Козопятов аккуратно соблюдая приемы тактического боя, выглянул из-за угла и увидел самое мирное создание, которое только изобрело цивилизованное человечество за тысячелетия своей нелегкой эволюции, – к позиции, мирно шурша резиновыми гусеницами, приближался АДРМ-914. В манипуляторе у робота был зажат какой-то сверток.
Робот тихо выдвинулся из дверного проема, преодолел несколько метров, разделяющие бойцов от Иванова, и замер перед самым носом Козопятова, протянув манипулятор.
- Мина! – зашипел Габидулин и почему-то достал гранату.
- Тише, балбес, – успокоил коллегу Козопятов. – Это бумага обыкновенная.
Сержант Козопятов принял у робота послание и тот, развернувшись, как миниатюрный быстроходный танк, поехал обратно в свою злосчастную квартиру.
Козопятов начал разворачивать сверток:
- Ого, какие буфера! – восторженно произнес он и прихохотнул – дает художник!
Габидулин вырвал из рук сослуживца послание и лихорадочно расстелил его на полу.
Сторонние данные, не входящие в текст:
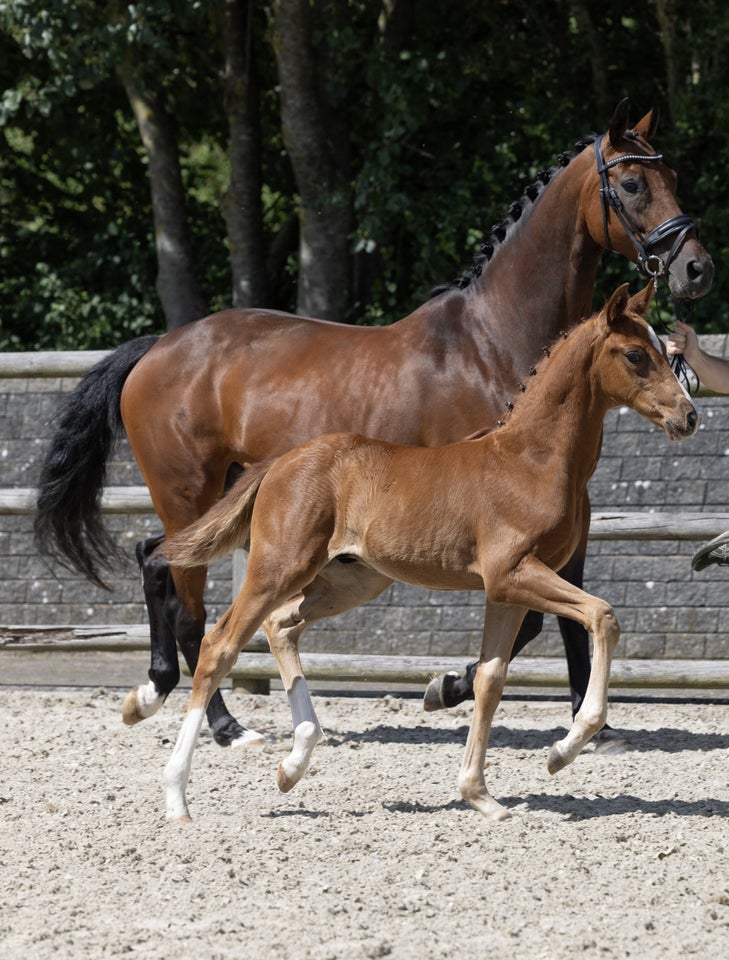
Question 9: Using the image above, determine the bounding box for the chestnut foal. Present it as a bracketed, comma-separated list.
[161, 282, 699, 820]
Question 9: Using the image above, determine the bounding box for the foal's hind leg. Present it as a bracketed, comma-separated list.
[263, 558, 392, 793]
[490, 557, 620, 773]
[423, 610, 540, 712]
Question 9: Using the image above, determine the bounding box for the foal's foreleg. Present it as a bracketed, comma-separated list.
[263, 616, 322, 793]
[165, 587, 271, 820]
[458, 601, 526, 820]
[500, 557, 620, 773]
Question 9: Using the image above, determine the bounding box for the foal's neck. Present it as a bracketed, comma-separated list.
[499, 322, 615, 483]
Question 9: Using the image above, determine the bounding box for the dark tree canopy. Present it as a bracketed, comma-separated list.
[0, 0, 729, 350]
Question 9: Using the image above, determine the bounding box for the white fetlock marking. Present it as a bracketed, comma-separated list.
[164, 707, 205, 820]
[281, 720, 322, 783]
[137, 680, 165, 720]
[230, 730, 266, 750]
Увиденное заставило мужественные и закаленные в суровых боях сердца сержантов биться учащенно и глубоко.
С большого листа ватмана формата А-2 на бойцов глядела и соблазнительно улыбалась шикарная обнаженная блондинка.
Иванов не спал уже третью ночь подряд, напряжение нервов и психики было колоссальным, он похудел еще сильнее и стал напоминать злую швабру с красным оперением. Художник с героическим терпением мужественно и отважно противостоял обстоятельствам.
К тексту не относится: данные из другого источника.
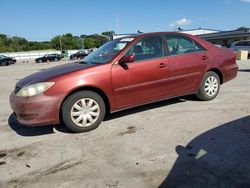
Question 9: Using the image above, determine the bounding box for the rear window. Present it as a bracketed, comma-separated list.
[165, 35, 205, 55]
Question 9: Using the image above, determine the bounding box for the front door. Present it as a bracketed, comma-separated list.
[111, 35, 170, 109]
[165, 35, 210, 96]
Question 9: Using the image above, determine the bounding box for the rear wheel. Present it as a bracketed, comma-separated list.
[196, 71, 220, 101]
[62, 91, 106, 132]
Опасаясь неожиданных атак с улицы, он завалил шкафом и придавил диваном единственное окно своей квартиры-студии, законопатив оставшиеся щели и дыры своей одеждой и мелкими вещами. АДРМ-914 при этом помогал, как мог, насколько позволяли ему технические возможности манипуляторов и оперативная память главного процессора. Окно было замуровано весьма добротно, и Иванов официально поблагодарил материнскую плату робота, стряхнув с нее пыль.
Вместо вывороченной двери пришлось организовывать противотанковую оборону из ненужных уже книг и мебели – Иванов спроектировал линию технических сооружений, а АДРМ-914 послушно воплотил задуманное. Лишь изредка, покорный заводским установкам, несчастный робот норовил все растащить, воспринимая укрепления как беспорядок, но бесстрашный художник исправил эти пацифистские порывы, выдернув из блока управления АДРМ-914 интеллектуальную плату и оставив роботу возможность выполнения лишь простейших задач.
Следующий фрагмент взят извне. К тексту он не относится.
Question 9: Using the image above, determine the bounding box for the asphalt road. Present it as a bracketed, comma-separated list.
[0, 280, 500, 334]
Когда с доступностью в квартиру было покончено, Иванов подсчитал скупые активы собственного сопротивления могучей государственной системе. Все жизнеобеспечивающие функции в его жилище были заблокированы, продуктов – всевозможных консервов и концентратов – оставалось еще на неделю, по заведенной отшельнической привычке оставался еще изрядный запас воды, но это не прибавляло оптимизма. К тому же вынужденная бессонница существенно подорвала функциональное здоровье – ощущалась слабость всех членов, заторможенная реакция на раздражители, и, в добавление ко всему, Иванов стал хуже видеть, что мешало прицеливаться.
Квартира напоминала собой карьер по добыче угля открытым способом – страшный беспорядок царил на полу, пустые упаковки от концентратов складировались непосредственно там, где их бросил хозяин жилища. Иванов решил не обращать внимания на грязь и пыль, и, в конце концов, аскетизм его жилища приобрел некий диогеновский пофигизм с легким налетом абстракционизма. Холсты и прочие материалы для живописи валялись под ногами и умирали под воздействием равнодушия мастера.
Иванов разделил оставшиеся папиросы и распределил их строго по временным интервалам – одна папироса на каждые два часа для поддержания боевого духа. Заряда нано-ионных батарей АДРМ-914 хватило бы еще на полгода, поэтому за своего молчаливого металлического друга Иванов был спокоен. Но в голову естественно забирались разнообразные негативные мысли подрывного содержания, катастрофически не хватало живого общения и вдохновения.
Иванов пробовал набросать что-то на бумаге в карандаше, но после некоторых попыток отбрасывал альбом и прислушивался к обстановке – ничего не менялось. На лестнице по-прежнему дежурили его палачи – двое, в общем-то, неплохих парней, которых собственная глупость затащила служить в полицию. Иногда Иванов переговаривался с ними и узнавал новости.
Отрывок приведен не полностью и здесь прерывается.